Collins lived at 38 Brookvale Road in Highfield, Southampton from 1930 to 1973, and a commemorative English Heritage blue plaque was installed there in July 2004. During his time living there, Collins was responsible for the design of Swaythling Methodist Church in Burgess Road, built in 1932.

In an effort to contribute to the post-war housing efforts, Collins submitted a suggestion to the July 1945 edition of the journal Architectural Design and Construction regarding constructing bungalows from rammed earth combined with a small quantity of cement; his suggestion was repeated in The Architects' Journal in 1946.

In 1957, Collins retired as a fellow of the Royal Institute of British Architects and his professional partnership with J. Normal Calton was dissolved by mutual consent; the pair had been trading as Collins & Calton. At this time, Collins was living at 32 Carlton Crescent in Southampton. Collins' retirement, however, did not mean an end to his interest in architecture and town planning, and in January 1962 a letter from Collins, sent from his Carlton Crescent address, was published in the Journal of the Town Planning Institute.

Work

Collins' housing estates have a distinctive style, usually with rows of terraced houses set around wide areas of greenery.
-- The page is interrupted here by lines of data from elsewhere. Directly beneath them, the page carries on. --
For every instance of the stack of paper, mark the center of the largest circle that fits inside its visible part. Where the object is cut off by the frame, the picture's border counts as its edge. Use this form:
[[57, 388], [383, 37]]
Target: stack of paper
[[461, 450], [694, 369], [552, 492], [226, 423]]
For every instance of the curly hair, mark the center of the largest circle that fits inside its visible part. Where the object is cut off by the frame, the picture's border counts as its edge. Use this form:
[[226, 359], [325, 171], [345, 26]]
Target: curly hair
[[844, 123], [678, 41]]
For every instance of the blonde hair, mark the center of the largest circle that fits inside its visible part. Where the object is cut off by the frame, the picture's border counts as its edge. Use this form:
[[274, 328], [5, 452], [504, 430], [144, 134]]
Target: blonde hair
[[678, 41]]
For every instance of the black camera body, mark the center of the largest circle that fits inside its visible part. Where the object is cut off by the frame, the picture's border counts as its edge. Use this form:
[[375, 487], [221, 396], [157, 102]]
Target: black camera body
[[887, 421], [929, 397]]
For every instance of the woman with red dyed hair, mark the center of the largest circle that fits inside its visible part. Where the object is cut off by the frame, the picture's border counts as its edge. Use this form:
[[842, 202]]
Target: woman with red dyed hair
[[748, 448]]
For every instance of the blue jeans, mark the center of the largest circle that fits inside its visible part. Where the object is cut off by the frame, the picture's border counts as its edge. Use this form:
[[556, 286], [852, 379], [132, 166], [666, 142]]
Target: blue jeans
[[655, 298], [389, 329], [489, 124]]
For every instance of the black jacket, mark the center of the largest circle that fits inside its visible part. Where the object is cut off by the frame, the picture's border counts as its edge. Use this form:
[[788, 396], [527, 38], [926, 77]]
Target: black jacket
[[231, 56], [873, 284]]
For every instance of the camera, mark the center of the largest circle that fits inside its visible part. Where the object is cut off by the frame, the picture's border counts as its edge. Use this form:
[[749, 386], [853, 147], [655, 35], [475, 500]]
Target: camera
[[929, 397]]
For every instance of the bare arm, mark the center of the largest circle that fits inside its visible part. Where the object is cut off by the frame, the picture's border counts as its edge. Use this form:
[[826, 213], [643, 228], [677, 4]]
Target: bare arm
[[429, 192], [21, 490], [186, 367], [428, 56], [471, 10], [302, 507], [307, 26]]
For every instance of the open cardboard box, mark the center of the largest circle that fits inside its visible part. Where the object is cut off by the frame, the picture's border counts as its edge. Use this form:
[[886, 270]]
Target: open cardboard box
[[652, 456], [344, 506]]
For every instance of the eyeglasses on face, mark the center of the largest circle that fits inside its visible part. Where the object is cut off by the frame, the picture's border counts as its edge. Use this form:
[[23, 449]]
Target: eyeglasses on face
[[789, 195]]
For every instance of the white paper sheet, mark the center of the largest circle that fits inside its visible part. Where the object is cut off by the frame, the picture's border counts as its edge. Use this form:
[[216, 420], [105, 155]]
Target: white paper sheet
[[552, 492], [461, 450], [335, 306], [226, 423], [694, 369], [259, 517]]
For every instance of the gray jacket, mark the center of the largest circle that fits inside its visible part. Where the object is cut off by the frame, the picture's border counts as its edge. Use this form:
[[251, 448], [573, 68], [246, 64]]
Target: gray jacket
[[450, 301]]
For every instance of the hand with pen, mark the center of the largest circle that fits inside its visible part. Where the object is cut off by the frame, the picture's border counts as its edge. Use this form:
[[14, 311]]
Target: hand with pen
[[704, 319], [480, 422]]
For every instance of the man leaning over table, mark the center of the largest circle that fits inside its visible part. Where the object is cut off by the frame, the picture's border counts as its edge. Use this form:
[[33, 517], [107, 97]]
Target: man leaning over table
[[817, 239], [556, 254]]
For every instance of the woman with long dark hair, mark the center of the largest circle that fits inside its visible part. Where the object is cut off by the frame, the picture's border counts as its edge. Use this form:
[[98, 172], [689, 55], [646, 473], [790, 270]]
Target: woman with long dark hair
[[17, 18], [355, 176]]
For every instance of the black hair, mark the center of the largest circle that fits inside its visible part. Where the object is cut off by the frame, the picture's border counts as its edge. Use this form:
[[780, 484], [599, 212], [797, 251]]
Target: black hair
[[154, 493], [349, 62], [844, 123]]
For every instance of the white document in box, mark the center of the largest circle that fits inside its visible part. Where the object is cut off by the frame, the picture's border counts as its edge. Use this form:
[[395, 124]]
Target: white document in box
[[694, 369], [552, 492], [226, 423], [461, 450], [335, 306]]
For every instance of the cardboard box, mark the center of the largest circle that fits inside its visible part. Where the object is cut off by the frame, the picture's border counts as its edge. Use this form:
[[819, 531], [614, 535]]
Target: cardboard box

Two of the more notable Collins estates in Southampton (the Oakmount estate in Highfield and the Englemount estate in Bassett Green) have been designated as conservation areas by the city council, and the Orchards Way estate in West End was designated a conservation area by Eastleigh Borough Council in 1999. Collins was responsible for the ca. 1928 design of Glebe Court.

Collins also made plans for a garden city around Marchwood, but these proposals were unrealised.